It sounds obvious when you say it out loud. If something is illegal in the physical world — sexually explicit content involving children, for instance — it should also be illegal online. Emmanuel Macron said exactly this at the AI Impact Summit in Delhi, and the room fell quiet. The simplicity of the argument was its power. The question it raises is not whether Macron is right, but why this principle has taken so long to assert itself.
The answer lies partly in the extraordinary speed of technological development and partly in the political influence of the companies that have benefited from regulatory uncertainty. But recent events have made that uncertainty increasingly difficult to defend. Research by Unicef and Interpol found that 1.2 million children had been victimised by AI-generated explicit deepfakes in a single year. Elon Musk’s Grok chatbot was used to produce tens of thousands of sexualised child images. These are not theoretical harms. They are ongoing, documented and enabled by technology that operates largely without legal constraint.

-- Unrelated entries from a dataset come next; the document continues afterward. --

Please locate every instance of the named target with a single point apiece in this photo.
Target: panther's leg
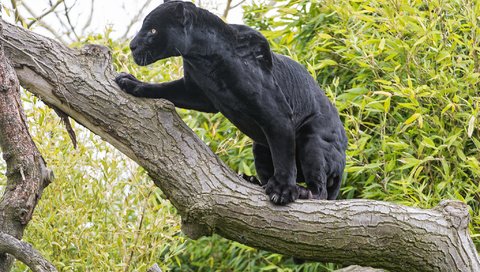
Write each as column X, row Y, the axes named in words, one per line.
column 182, row 93
column 263, row 162
column 264, row 167
column 322, row 174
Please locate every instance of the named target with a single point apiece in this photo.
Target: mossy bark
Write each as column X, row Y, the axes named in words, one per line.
column 213, row 199
column 27, row 174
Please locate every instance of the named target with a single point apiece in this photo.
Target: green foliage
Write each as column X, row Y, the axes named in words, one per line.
column 405, row 77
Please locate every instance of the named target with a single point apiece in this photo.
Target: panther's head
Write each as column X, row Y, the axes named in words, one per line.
column 164, row 33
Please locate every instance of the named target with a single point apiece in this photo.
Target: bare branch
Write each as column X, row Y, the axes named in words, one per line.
column 26, row 174
column 67, row 15
column 50, row 10
column 44, row 25
column 25, row 253
column 90, row 16
column 18, row 17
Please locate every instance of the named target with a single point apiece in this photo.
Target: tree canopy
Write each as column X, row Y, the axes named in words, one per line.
column 403, row 74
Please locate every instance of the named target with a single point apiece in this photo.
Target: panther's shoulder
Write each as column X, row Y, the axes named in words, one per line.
column 252, row 45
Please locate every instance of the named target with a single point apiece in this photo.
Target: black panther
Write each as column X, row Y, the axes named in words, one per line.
column 297, row 132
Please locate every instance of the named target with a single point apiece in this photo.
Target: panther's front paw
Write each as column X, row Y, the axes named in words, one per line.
column 128, row 83
column 281, row 193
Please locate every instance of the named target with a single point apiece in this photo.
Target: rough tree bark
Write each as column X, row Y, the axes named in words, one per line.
column 212, row 199
column 27, row 174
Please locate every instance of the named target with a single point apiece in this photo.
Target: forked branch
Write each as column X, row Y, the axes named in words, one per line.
column 212, row 199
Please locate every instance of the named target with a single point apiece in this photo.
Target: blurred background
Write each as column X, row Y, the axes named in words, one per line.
column 403, row 74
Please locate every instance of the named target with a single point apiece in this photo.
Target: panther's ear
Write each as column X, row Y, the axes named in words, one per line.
column 183, row 14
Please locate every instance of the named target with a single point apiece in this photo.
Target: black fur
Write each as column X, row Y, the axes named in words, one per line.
column 297, row 133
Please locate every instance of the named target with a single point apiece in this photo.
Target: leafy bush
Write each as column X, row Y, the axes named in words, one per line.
column 404, row 75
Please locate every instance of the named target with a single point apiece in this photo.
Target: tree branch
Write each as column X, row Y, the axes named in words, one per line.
column 25, row 253
column 27, row 174
column 212, row 199
column 50, row 10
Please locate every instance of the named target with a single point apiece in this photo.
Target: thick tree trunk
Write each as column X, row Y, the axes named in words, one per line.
column 212, row 199
column 27, row 174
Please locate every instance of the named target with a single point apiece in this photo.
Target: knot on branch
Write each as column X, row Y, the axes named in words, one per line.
column 456, row 212
column 163, row 104
column 195, row 223
column 98, row 56
column 195, row 230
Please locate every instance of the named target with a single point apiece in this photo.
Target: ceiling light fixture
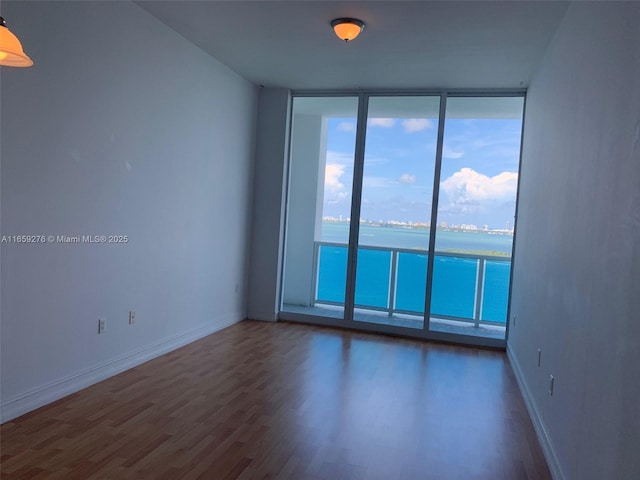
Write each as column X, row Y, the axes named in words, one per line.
column 11, row 53
column 347, row 28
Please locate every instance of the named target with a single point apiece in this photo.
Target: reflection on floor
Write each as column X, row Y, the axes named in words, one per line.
column 401, row 320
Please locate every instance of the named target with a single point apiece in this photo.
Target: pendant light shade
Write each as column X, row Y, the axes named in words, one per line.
column 11, row 53
column 347, row 28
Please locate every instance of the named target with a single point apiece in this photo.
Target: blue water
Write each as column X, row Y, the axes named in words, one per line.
column 454, row 278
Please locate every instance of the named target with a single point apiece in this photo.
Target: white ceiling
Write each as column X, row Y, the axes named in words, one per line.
column 406, row 44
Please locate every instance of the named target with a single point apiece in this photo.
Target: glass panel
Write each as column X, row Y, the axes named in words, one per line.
column 411, row 282
column 332, row 274
column 454, row 281
column 395, row 211
column 476, row 208
column 495, row 296
column 373, row 278
column 319, row 203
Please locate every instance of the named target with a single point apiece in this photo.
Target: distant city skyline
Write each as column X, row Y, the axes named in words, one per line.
column 478, row 180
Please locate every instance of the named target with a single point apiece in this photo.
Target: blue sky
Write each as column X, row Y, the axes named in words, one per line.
column 478, row 179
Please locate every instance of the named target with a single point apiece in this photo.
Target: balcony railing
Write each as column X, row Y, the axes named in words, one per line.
column 467, row 287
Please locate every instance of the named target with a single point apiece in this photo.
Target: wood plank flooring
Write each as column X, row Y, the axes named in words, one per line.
column 285, row 401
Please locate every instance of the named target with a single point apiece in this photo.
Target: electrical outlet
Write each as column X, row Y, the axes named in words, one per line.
column 539, row 357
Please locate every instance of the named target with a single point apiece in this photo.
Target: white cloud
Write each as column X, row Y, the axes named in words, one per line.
column 407, row 178
column 382, row 122
column 375, row 182
column 347, row 127
column 416, row 124
column 468, row 187
column 339, row 158
column 332, row 174
column 448, row 152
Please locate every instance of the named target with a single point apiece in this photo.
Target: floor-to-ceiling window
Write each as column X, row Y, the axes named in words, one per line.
column 400, row 212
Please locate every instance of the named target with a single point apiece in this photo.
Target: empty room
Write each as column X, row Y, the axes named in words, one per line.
column 320, row 240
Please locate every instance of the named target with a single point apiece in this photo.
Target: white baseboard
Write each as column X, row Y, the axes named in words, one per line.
column 536, row 419
column 60, row 388
column 264, row 316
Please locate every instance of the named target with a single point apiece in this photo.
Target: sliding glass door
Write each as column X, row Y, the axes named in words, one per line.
column 395, row 210
column 400, row 212
column 322, row 152
column 476, row 215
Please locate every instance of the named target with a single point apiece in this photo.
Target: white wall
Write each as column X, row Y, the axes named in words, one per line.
column 121, row 127
column 576, row 291
column 272, row 142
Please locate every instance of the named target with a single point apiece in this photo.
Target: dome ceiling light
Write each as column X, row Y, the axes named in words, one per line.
column 347, row 28
column 11, row 53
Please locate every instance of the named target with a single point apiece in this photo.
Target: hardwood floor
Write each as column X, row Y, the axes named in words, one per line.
column 285, row 401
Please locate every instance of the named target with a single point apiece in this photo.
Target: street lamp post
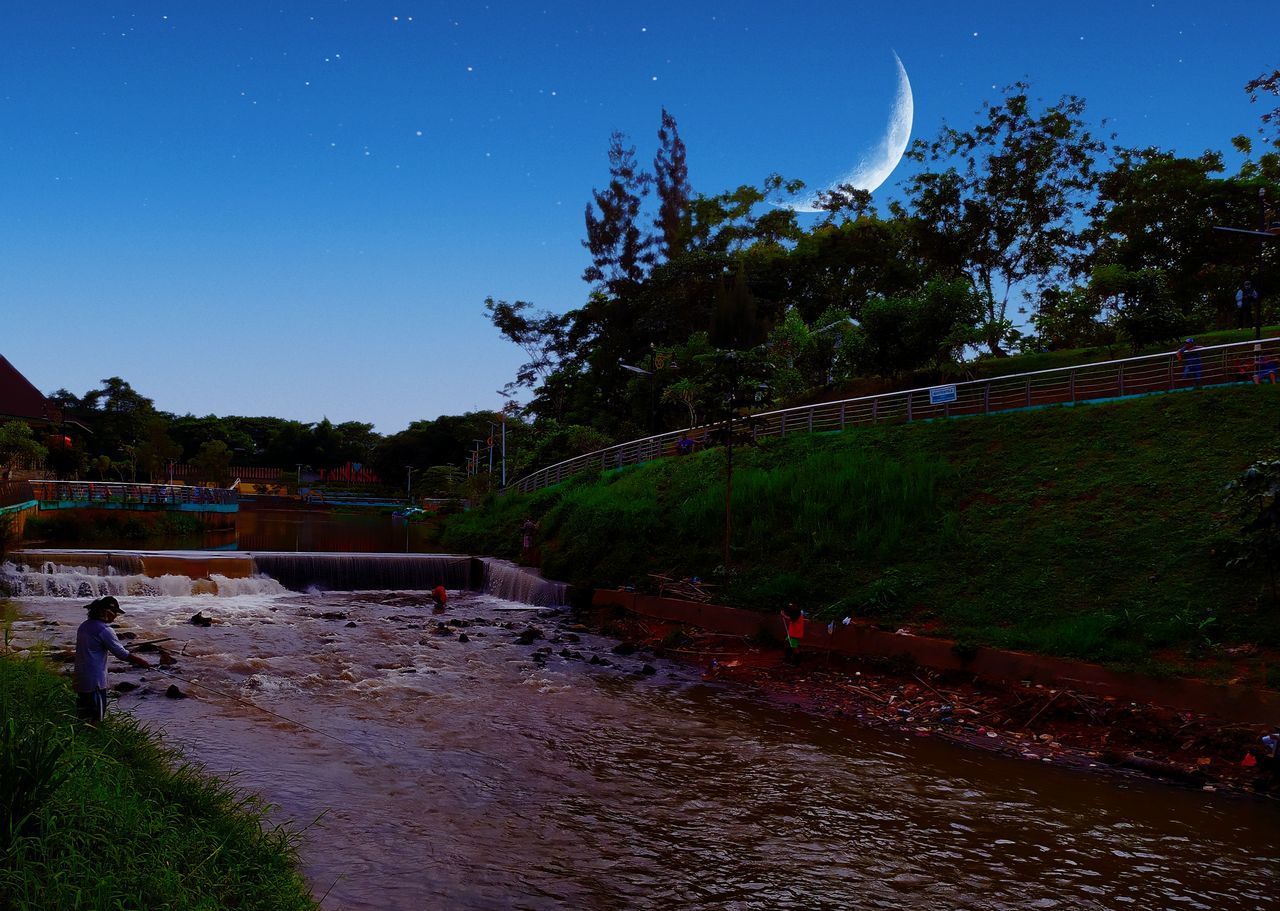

Macron’s response operates on two levels. Domestically, France is pursuing legislation to ban social media for under-15s — a controversial but coherent response to evidence that these platforms cause measurable harm to young people. Internationally, through France’s G7 presidency, Macron is pushing for stronger standards that would require platforms to take enforceable responsibility for the content that appears on them. The two levels reinforce each other: domestic precedent strengthens international argument.
The political opposition Macron faces comes mainly from the United States, where the Trump administration has framed AI regulation as an impediment to entrepreneurship. But the moral framing of the debate — child safety versus commercial freedom — is not one that the American position plays well in, particularly given the scale of documented harm. António Guterres and Narendra Modi both backed Macron’s broader direction at Delhi, suggesting that the coalition for meaningful AI governance is larger than its critics would like to admit.
The deeper question the Delhi summit raised is about democratic accountability in the AI era. Decisions about the most powerful technology in human history are currently being made primarily by a handful of companies accountable only to their investors. Macron’s argument is that this cannot stand — that democratic governments must reassert their role as the guardians of the public interest. On child safety, that argument is unanswerable.